Even Samsung went all-in with the Galaxy AI theme for its latest phones. Nothing has come out of their flashy demos and bold promises so far. Samsung can change that. The Galaxy S24 promises neat tricks like real-time voice and text translations for voice calls, an offline language interpreter, and a chat assist that refines your messages (akin to tools like the Paragraph AI keyboard).
A message summarization system for Android Auto à la, the excellent Shortwave email app, and some ChatGPT-esque summarization features for note-taking and audio recording.
But then, the real “wow” class of generative AI tricks are tied to Qualcomm’s Snapdragon 8 Gen 3, and so far, we don’t know if the Exynos 2400 will pull them off as well. Among them is Generative Edit, which lets you move around subjects in a picture and adjust the canvas size by adding more elements to it using generative AI.
Call it pixel-level smart auto-fill, if you will. It almost works like magic, as seen in the Adobe video above. It won’t be as impressive on smartphones, but the vision could be a precursor of great things to come. Qualcomm says the Snapdragon 8 Gen 3 enables text-to-image generation using Stable Diffusion in less than a second.

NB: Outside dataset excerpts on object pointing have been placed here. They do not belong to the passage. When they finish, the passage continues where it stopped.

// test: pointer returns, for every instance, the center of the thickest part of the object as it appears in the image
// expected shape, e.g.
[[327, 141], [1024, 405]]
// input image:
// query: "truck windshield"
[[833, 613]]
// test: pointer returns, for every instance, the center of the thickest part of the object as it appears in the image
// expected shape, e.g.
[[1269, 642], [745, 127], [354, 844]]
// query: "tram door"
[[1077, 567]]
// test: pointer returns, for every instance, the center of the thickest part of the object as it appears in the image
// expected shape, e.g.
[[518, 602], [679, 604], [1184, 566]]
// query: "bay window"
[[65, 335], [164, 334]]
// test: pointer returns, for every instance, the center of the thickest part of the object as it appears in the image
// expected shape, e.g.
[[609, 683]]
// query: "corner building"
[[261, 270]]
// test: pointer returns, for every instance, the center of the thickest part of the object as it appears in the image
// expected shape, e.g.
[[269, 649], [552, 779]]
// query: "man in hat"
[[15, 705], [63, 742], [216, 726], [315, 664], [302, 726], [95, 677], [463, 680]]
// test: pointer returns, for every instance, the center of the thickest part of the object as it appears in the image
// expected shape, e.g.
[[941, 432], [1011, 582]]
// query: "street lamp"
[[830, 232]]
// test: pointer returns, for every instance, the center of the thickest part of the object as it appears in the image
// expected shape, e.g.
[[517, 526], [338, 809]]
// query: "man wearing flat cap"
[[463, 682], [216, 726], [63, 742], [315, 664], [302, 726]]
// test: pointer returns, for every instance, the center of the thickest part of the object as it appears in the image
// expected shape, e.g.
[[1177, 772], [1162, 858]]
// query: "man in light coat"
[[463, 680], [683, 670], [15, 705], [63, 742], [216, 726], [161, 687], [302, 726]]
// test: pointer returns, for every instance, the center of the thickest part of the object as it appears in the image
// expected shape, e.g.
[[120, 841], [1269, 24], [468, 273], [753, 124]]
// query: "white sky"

The chip also opens the doors for voice-enabled photo and video editing. There’s even a system to remove objects in photos, just like Google’s Magic Eraser feature for Pixel phones.
These features might sound gimmicky to some, but there’s a lot more to on-device generative AI than just adding some snazzy effect to photos. It is going to decouple a lot of processes from the cloud, making tasks a lot faster as well as safer. The Gemini Nano model doing its job on the Pixel 8 Pro is just one example, with the Galaxy S24 powered by Snapdragon 8 Gen 3 following in those footsteps.
In this case, Qualcomm took it upon itself to bake those AI features on its silicon. Unfortunately, we don’t know if Samsung went the extra mile with these on-device generative AI capabilities for the Exynos 2400, while also narrowing the performance and experience gulf with Qualcomm-driven flagships.
We have reached out to Samsung for clarity on the situation, but so far, it seems hundreds and thousands of Galaxy S24 shoppers are in for a worse Exynos surprise this year than they were in 2022 or the years prior.
It’s just ironic that Samsung’s bet on AI is what’s going to bite the fans. Mind you, these are fans who pay a lot more for a Samsung flagship in their home market than what an average U.S.-based buyer has to part ways with, so there’s that stinging reality, too.